The report found stand-alone organizations such as physician practices were interested in hooking into a cloud-based electronic medical record system hosted and located at a larger organization. They saw cost and security benefits in doing so.

The report quoted a physician from a large stand-alone practice as saying, "I am generally scared that I will lose my data. But if it's in the cloud, I know it is more secure. I can see why physicians who have their own practices might all want to use cloud solutions. Then they wouldn't have to worry about the security of the data on-site in their office."
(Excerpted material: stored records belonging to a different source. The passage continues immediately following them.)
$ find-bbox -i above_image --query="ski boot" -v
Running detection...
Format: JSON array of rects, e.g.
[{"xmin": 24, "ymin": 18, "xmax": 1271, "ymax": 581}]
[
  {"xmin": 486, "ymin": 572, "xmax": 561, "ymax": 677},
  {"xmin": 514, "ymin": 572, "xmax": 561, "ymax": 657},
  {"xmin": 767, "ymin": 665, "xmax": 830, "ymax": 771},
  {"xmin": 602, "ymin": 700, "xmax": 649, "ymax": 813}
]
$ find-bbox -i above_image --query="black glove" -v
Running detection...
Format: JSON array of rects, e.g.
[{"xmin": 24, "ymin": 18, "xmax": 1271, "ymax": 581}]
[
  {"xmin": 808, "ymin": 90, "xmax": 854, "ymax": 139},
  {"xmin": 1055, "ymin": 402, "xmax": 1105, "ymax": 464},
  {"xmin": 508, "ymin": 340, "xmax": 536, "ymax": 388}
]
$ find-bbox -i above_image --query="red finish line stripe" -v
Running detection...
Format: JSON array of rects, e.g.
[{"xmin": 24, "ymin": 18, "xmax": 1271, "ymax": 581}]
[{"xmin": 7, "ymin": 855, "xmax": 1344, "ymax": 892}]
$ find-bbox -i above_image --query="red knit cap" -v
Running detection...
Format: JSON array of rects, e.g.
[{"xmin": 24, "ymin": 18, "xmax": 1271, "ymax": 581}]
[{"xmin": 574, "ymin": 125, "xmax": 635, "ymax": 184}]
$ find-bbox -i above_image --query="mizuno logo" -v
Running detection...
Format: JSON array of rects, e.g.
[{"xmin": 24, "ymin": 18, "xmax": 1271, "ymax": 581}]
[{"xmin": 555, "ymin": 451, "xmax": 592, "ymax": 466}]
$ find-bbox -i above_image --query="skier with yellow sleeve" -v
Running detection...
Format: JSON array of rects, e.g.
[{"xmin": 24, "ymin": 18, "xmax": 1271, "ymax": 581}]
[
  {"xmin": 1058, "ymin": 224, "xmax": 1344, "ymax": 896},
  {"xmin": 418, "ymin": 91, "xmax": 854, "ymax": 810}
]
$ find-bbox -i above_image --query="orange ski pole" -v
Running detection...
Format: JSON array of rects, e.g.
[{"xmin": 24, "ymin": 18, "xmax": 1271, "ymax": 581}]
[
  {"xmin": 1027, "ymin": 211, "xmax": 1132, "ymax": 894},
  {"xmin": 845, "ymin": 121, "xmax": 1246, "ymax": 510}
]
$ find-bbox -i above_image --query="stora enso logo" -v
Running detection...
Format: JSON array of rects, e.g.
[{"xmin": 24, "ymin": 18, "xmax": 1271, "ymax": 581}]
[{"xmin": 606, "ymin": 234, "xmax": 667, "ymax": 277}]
Hospitals, on the other hand, are concerned that cloud technology is not advanced enough to make them feel secure about storing patient data there. They "are taking a more cautious, staged approach to adopting the cloud," the report said. Many are looking to a private cloud for various services such as e-mailing and image archiving, rather than public services, such as Google, because of the perceived increase in security associated with a private cloud service.

A February 2010 survey of 565 information technology professionals in several industries, by Mimecast, a cloud-based software vendor, found 32% of health care organizations were using a cloud-based data storage system. Forty-six percent of those considering using one cited security as the main reason for not moving forward; 33% said maturity would help change their minds.

A study published in December 2011 by CompTIA, an information technology industry association, found many health care organizations are unfamiliar with cloud computing. Tim Herbert, vice president of research for CompTIA, said it is likely many organizations are using software-as-a-service applications and don't realize what they are using is considered a cloud-based service.

The same study found 56% of physicians are using smartphones, and 25% are using tablets for work purposes. For many, the ability to access an electronic medical record from a mobile device was a high priority.